The US stock market regulator warns investors about the risks of buying bitcoin futures and funds. The SEC has called Bitcoin “an extremely high risk asset.”
The agency has issued a warning to users trading bitcoin futures. The SEC called the first cryptocurrency a “highly speculative asset” and also urged users to carefully analyze the financial risks inherent in bitcoin futures contracts with settlements in fiat currency.
Investors are encouraged to define a risk profile for the correct allocation of assets in their investment portfolio. According to the Commission, the high volatility of bitcoin, as well as the lack of clear regulation of the cryptocurrency industry, creates conditions for fraud and manipulation in the cryptocurrency market.
The SEC’s warning appeared in connection with the fact that large banks began to provide their clients with access to bitcoin and themselves are interested in this crypto asset. So, in April, the investment bank Morgan Stanley announced that some of its funds can indirectly invest in BTC through Bitcoin futures. In the same month, BlackRock Asset Manager’s fund invested in BTC by purchasing futures on the Chicago Mercantile Exchange (CME) platform.
This statement of the department indicates its unwillingness to support exchange-traded funds (ETFs) for bitcoin, which many companies have been waiting for for several years. To date, there are about 10 ETF launch applications pending with the SEC. Some companies have already submitted such applications more than once, but they still hope to get the approval of the regulator.

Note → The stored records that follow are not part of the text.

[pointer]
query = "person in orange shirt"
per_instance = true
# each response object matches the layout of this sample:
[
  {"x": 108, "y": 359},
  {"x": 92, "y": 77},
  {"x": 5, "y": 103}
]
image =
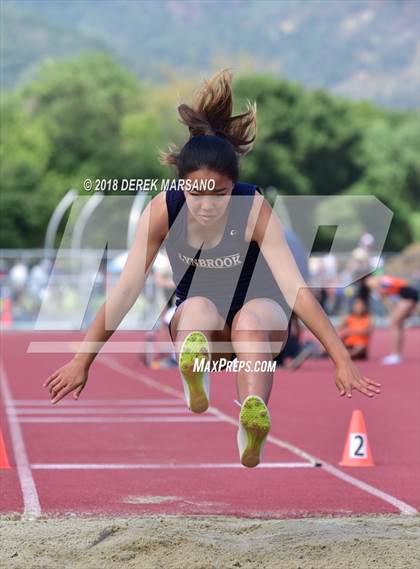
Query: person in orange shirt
[
  {"x": 356, "y": 328},
  {"x": 387, "y": 286}
]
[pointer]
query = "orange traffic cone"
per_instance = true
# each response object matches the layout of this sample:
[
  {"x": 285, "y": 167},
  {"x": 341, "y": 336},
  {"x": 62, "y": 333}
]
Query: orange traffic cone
[
  {"x": 357, "y": 450},
  {"x": 4, "y": 461}
]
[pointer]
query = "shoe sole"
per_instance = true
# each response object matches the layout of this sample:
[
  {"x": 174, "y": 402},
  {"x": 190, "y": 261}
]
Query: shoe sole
[
  {"x": 255, "y": 419},
  {"x": 195, "y": 347}
]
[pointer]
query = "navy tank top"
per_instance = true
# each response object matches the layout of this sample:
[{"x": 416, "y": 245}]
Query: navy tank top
[{"x": 224, "y": 273}]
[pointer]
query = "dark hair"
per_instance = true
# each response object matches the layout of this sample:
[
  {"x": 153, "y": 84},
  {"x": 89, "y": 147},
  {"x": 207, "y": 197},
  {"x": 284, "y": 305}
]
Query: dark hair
[{"x": 217, "y": 139}]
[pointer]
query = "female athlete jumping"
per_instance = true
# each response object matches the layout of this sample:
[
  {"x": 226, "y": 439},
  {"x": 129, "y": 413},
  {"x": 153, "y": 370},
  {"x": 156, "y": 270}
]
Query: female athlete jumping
[{"x": 229, "y": 298}]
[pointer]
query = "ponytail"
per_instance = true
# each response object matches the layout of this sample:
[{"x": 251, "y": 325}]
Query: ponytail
[{"x": 213, "y": 131}]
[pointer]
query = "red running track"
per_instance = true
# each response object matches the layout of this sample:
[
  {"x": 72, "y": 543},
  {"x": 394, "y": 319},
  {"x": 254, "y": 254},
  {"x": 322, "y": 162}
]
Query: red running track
[{"x": 130, "y": 445}]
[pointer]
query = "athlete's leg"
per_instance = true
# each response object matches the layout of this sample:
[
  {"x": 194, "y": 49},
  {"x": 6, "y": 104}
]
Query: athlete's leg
[
  {"x": 194, "y": 327},
  {"x": 199, "y": 314},
  {"x": 260, "y": 322}
]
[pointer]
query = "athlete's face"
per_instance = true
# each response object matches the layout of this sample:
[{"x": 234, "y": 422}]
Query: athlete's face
[{"x": 209, "y": 205}]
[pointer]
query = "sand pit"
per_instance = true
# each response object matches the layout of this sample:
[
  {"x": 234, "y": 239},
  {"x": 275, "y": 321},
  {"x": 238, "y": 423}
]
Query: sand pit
[{"x": 181, "y": 542}]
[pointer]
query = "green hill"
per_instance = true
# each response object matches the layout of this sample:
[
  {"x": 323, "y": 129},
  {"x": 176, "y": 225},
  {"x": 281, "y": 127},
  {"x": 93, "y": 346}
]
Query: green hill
[{"x": 361, "y": 49}]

The agency noted that it will study in detail whether the bitcoin futures market will be able to interact with cryptocurrency ETFs. Unlike mutual funds, such ETFs will not be able to contain the flow of additional funds from investors in the event of their dominance in the market or a decrease in liquidity. In addition, the SEC will continue to monitor the development of mutual funds that provide access to bitcoin in order to protect the interests of investors.
User protection is one of the agency’s top priorities, according to Gary Gensler, recently confirmed as chairman of the SEC. At the same time, supporters of cryptocurrencies hope that thanks to their knowledge of blockchain and cryptocurrencies, Gensler will be able to influence the regulator’s attitude to ETFs for cryptocurrencies.